Middletown Budget to be Introduced April 4: Call for Union Compromise
Shared services, two percent cap commitments reiterated by committee
Middletown’s municipal budget set for introduction at the April 4 Township Committee meeting, Mayor Anthony Fiore reiterated at Monday night’s meeting his commitment to staying within Gov. Chris Christie’s two percent cap on spending and his theory of why the unions’ and township library’s cooperation in compromise are key.
He first thanked the Middletown Township Library Board of Trustees for agreeing to release to the township roughly $500,000 of its $1.2 million surplus to assist with budget restriction woes and stave off more than the estimated 26 layoffs and service cuts. The mayor again reassured that with the agreement that is “something that’s happened across the state” intact, the library would, in turn, benefit from economic, bundled capital improvements and shared services, including solar energy initiatives.
The solar project is one on which the township is working as part of its shared services commitment, an effort in which Fiore emphasized Middletown has been “steadfast” in implementing.
The Board of Education is, so far, on board with the solar program, as are the library board and sewerage authority.
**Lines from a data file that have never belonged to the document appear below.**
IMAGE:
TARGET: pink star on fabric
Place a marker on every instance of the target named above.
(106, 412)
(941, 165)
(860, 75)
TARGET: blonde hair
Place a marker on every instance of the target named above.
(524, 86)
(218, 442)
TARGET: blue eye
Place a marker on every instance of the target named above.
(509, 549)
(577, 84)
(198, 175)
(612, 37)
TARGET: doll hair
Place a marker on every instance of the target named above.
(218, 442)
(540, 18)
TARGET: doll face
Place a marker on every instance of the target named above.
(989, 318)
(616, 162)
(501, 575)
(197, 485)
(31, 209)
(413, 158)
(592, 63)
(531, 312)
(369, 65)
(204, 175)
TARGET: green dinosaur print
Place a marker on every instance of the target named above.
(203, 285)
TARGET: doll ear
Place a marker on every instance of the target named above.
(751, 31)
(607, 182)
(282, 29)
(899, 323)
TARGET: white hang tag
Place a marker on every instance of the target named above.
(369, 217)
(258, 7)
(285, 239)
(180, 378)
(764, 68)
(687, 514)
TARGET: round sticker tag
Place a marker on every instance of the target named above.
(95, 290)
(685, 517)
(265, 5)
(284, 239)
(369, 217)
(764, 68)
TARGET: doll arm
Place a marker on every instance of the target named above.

There have also been talks about regionalizing the Middletown and Highlands police departments.
Though, the reality of the concept coming to fruition is in an extremely preliminary stage. It would take years to develop, given the present state civil service parameters within which many municipalities’ departments must work, Township Administrator Anthony Mercantante had said in a Patch interview.
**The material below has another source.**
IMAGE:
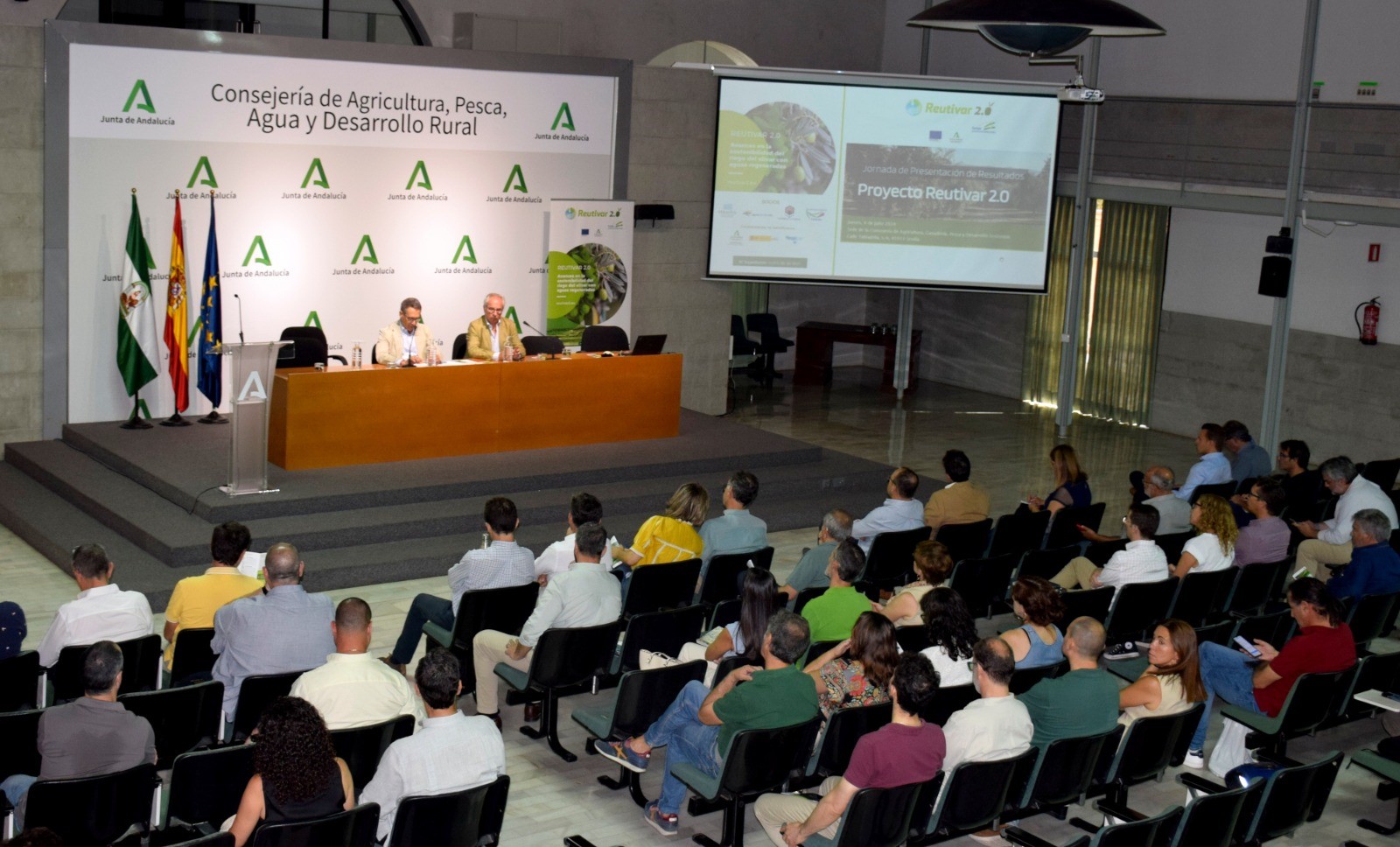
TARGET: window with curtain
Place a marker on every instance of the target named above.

Along those lines, Fiore and Committeeman Gerard Scharfenberger also stressed that the state legislature’s cooperation in passing at least many of the governor’s tool kit to cut spending proposals is critical to assisting municipalities in making budget restrictions a reality.
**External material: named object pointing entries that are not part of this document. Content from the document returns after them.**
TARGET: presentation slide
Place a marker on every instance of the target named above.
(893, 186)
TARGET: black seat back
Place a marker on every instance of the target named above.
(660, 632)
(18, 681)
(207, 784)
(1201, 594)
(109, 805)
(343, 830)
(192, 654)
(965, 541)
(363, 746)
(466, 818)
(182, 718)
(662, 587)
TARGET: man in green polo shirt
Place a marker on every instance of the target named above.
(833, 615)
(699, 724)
“We continue to be hampered by civil service (rules and regulations) roadblocks,” Fiore said. “The tool kit will help towns to comply (better) with unions. There has been little movement with unions (agreeing to contract sacrifices). I am confident that we can come to compromises” to ultimately save township jobs and services.
In most cases, Mercantante had said, civil service mandates that seniority wins out when cutting jobs/positions; and, that’s not the only right way to go. There are times when a higher up, he had added, may not be as productive, skilled and/or inexpensive as a newer hire.
All considered, Fiore once again announced that the township would not, under any circumstances, be violating the state’s two percent cap rule this year.